Page 2 of What He Always Knew
“Maybe you should stay home today.”
I shook my head before he’d even finished his sentence, throwing the covers back. “No. I want to go.”
“I think everyone would understand after last night if you—“
“I want to go, Cameron.”
I said the words with finality, and his brows bent together. He knew why I wanted to go, or rather,whomI wanted to go to. But he didn’t let me see his heart break as that truth settled in.
“Okay,” he said with a slight nod.
He stood first, holding out his hand to help me up. I wobbled a little, my head swimming, but Cameron held onto me and kept me steady. When the dizziness passed, I opened my eyes and took him in. My husband. The man I’d promised forever to.
The promise I wasn’t sure I could keep anymore.

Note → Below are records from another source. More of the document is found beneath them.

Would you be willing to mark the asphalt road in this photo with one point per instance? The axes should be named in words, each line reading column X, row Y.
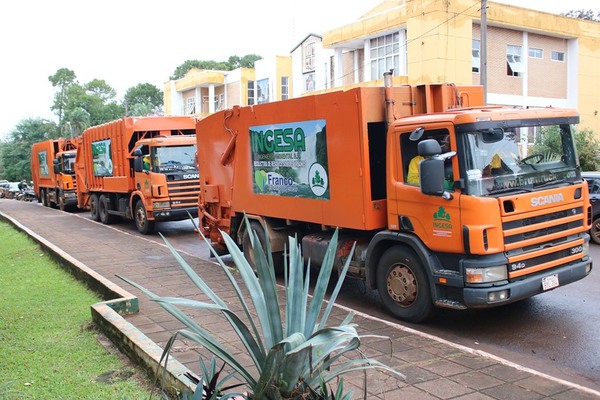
column 556, row 333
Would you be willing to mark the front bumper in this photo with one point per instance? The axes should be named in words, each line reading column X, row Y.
column 526, row 287
column 176, row 214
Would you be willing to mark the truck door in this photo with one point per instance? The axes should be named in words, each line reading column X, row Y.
column 434, row 220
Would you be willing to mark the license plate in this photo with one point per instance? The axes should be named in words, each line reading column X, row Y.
column 550, row 282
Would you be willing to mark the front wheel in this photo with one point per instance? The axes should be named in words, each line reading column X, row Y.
column 143, row 225
column 403, row 285
column 43, row 198
column 94, row 207
column 595, row 231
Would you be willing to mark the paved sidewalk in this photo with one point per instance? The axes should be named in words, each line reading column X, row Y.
column 434, row 368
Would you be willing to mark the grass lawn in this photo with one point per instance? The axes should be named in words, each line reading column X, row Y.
column 49, row 348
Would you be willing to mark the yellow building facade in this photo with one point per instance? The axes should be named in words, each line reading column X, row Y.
column 534, row 59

Cameron pulled his phone from his pocket, tapping a few buttons on the screen before setting it gently beside my tea on the nightstand. A soft, slow melody filled the room, a song I wasn’t familiar with, and Cameron pulled me into his arms just as the first verse began.
He swayed me gently, but I was stiff in his arms, my eyes catching on the clock. I needed to get ready.
“I should get dressed,” I said, but Cameron still swayed, his hand on the small of my back rubbing gently.
“Just one dance.”
“You’re going to be late for work.”
“They’ll live.”
I looked at him then, just as the chorus swept over us, and I tried to remember the last time he put me before work. When was the last time he said work could wait, and I was priority number one?
I couldn’t remember.
And now, it only felt like he was doing so because he knew he’d lost me.
It was too late, and only now was he waking up.
“Cameron, about last night…”
He shook his head firmly, pulling me closer until my head rested on his chest. He wrapped me up tighter, like that embrace would make me stay, like he could be the anchor that would keep me home.
“We don’t need to talk about that right now,” he whispered. “I know it was a lot of me to ask, and a lot for you to give. And I know it doesn’t mean anything will change.” Cameron swallowed then, stopping our dance long enough to pull back and look me in the eyes. “But I won’t waste this chance, Charlie. I won’t let you go without doing everything in my power to make you want to stay.”
He looked younger then, in that morning light. Like the man I fell in love with.
“All I’m asking is that you try, that you let me in again. Just… give me this time with your heart before you decide to give it all to him.”
The pain that had reverberated in my head all morning zipped down through my chest, and my next breath was haggard and harsh. I didn’t know what to say, didn’t know how to feel about the fact that he wanted me.
It wasn’t long ago that I would have fallen into his arms overwhelmed with joy at his proclamation. I would have sobbed, would have sighed with relief at him finally coming back to me.
But now, I only felt pain — and anger.
Because it wasn’t until he’d lost me, until I’d found comfort in Reese’s arms that Cameron had noticed me again.
Cameron pulled me back into him, resting his chin on my head as we swayed, my left hand in his right, my ear to his chest. I closed my eyes, listening to his heart beat, and the longer the song played, the more I felt him. My breaths came a little lighter, the pain in my chest receding, and I sighed.
I still loved him.
I knew that last night. I knew it all weekend, even when I was with Reese, even when I knew I would leave Cameron I also knew I still loved him. I wasn’t sure that would ever change, no matter what happened next.